It’s probably the most difficult problem that librarians around the world are currently facing : how to get the instiutions in which we are based to understand what it is we actually do and moreover to recognise our value and relevance. I realise I’m not saying anything new or groundbreaking here, but I honestly believe that if we don’t start addressing this issue of issues more comprehensively and conclusively, and soon, then in this leaner and less forgiving age, we may genuinely run out of time to get this message across. Earlier this month, this fact zoomed even more inexorably into focus for me, after hearing about sweeping staff cuts to a library service that I’d always regarded to be as safe as houses.

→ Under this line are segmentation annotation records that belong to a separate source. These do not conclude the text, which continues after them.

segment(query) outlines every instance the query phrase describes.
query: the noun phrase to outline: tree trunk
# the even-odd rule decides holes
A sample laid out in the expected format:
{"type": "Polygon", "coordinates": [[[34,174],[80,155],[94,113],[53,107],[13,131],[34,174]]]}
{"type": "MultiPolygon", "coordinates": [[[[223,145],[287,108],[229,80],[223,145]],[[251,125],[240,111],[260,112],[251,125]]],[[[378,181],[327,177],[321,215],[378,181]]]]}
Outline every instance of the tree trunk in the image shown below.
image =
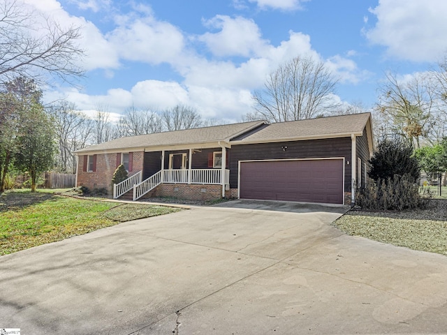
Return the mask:
{"type": "Polygon", "coordinates": [[[6,179],[6,174],[8,173],[8,165],[11,159],[11,153],[6,151],[6,157],[5,158],[5,164],[3,167],[3,173],[1,174],[1,180],[0,180],[0,193],[5,191],[5,181],[6,179]]]}
{"type": "Polygon", "coordinates": [[[36,171],[31,171],[31,191],[36,192],[36,179],[37,178],[37,174],[36,171]]]}

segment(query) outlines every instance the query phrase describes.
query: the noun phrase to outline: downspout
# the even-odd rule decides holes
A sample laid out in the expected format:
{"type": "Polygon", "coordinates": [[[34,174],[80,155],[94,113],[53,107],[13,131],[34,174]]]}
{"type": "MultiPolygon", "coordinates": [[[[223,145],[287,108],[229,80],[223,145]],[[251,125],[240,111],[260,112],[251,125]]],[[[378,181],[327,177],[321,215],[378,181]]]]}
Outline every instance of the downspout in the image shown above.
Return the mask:
{"type": "Polygon", "coordinates": [[[188,158],[188,184],[191,184],[191,172],[192,172],[192,165],[193,165],[193,149],[189,149],[189,158],[188,158]]]}
{"type": "Polygon", "coordinates": [[[351,202],[354,204],[356,202],[356,187],[357,186],[357,178],[356,173],[357,172],[356,165],[357,163],[357,147],[356,145],[356,135],[351,134],[351,202]]]}
{"type": "Polygon", "coordinates": [[[226,147],[218,142],[219,145],[222,148],[222,164],[221,165],[221,184],[222,184],[222,198],[225,198],[225,168],[226,167],[226,147]]]}
{"type": "Polygon", "coordinates": [[[165,178],[165,151],[164,150],[161,150],[161,169],[160,170],[160,171],[161,171],[161,176],[160,176],[160,181],[163,183],[164,182],[164,178],[165,178]]]}

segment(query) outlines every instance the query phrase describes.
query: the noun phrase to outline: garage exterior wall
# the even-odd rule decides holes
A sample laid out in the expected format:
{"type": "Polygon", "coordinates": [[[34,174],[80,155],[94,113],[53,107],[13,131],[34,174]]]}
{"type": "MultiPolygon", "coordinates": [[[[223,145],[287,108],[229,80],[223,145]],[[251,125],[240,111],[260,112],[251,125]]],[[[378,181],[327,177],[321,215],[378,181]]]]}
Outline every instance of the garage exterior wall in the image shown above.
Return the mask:
{"type": "MultiPolygon", "coordinates": [[[[230,161],[230,187],[238,188],[240,161],[337,157],[344,158],[345,162],[350,162],[351,150],[351,137],[233,145],[230,161]]],[[[350,165],[344,168],[344,191],[351,192],[350,165]]]]}

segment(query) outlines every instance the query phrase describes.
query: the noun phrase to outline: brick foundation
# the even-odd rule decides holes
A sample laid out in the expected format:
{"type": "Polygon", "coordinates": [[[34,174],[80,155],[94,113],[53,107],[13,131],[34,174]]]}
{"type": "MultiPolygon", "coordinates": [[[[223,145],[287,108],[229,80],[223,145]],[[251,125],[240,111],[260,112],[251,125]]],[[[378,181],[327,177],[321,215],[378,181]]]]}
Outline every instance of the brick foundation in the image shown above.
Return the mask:
{"type": "Polygon", "coordinates": [[[352,204],[352,193],[351,192],[344,193],[344,204],[352,204]]]}
{"type": "MultiPolygon", "coordinates": [[[[233,190],[235,189],[233,188],[233,190]]],[[[237,196],[237,190],[235,190],[237,196]]],[[[231,197],[231,191],[225,192],[226,198],[231,197]]],[[[222,186],[162,184],[143,196],[143,198],[152,197],[173,197],[177,199],[189,199],[191,200],[212,200],[222,198],[222,186]]]]}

So where are we going wrong? Well for one thing I’m convinced we’re still not being bold enough about communicating the value we bring to our organisations, and for another that we’re still assuming that stakeholders have a better understanding of the myriad complexities of librarianship than they do. Yes we all have our champions and supporters, but they are far outnumbered by those who, if pushed for a description of what it is we do, would inexplicably trot out the old ‘stamp, shelve and shush’ cliches. We can no longer afford to be complacent or assume that our services will be eternally funded. Going back to an earlier post, like Bertrand Russell’s Christmas turkey, sooner or later we may stop being fed and suddenly find that we have no future.
So what can we do about it? Plenty. Its no accident that I spend so much of my time marketing my own library service through newsletters, plasma screen adverts, boomarks, online and printed guides, Youtube videos, consultation exercises, focus groups, teaching and training, our portal, emails, Twitter, surveys, Facebook, inductions, social bookmarking and internal committees. Rather it’s in recognition of the fact that I’m more convinced than ever that the services we offer need to be communicated and promoted in every way that we can, and that all the avenues that are open to us must be fully explored and utilised. I see accountability and statistics as equally key, so that we can incontrovertibly prove that our services and resources are sufficiently used, that our staffing levels are appropriate, and that our contribution to teaching and research is both tangible and vital. Of course, statistics do not constitute a cast-iron guarantee, but they’re incredibly useful safeguards against uninformed assumption.
Can we market ourselves too much? Can we spend too much time seeking to prove our worth? I don’t think we can. In a world where the activity of an information search has been popularly distilled into sticking a word a Google and hitting return, we cannot assume that our incalulably more complex raft of services will be understood, never mind embraced. And I suggest that this should be our other primary objective going forward: to simplify our services and to explain ourselves in as straightforward a manner as possible. This should lead to better understanding of, and more importantly, sufficient buy-in to, our services and in turn to some much-needed professional security.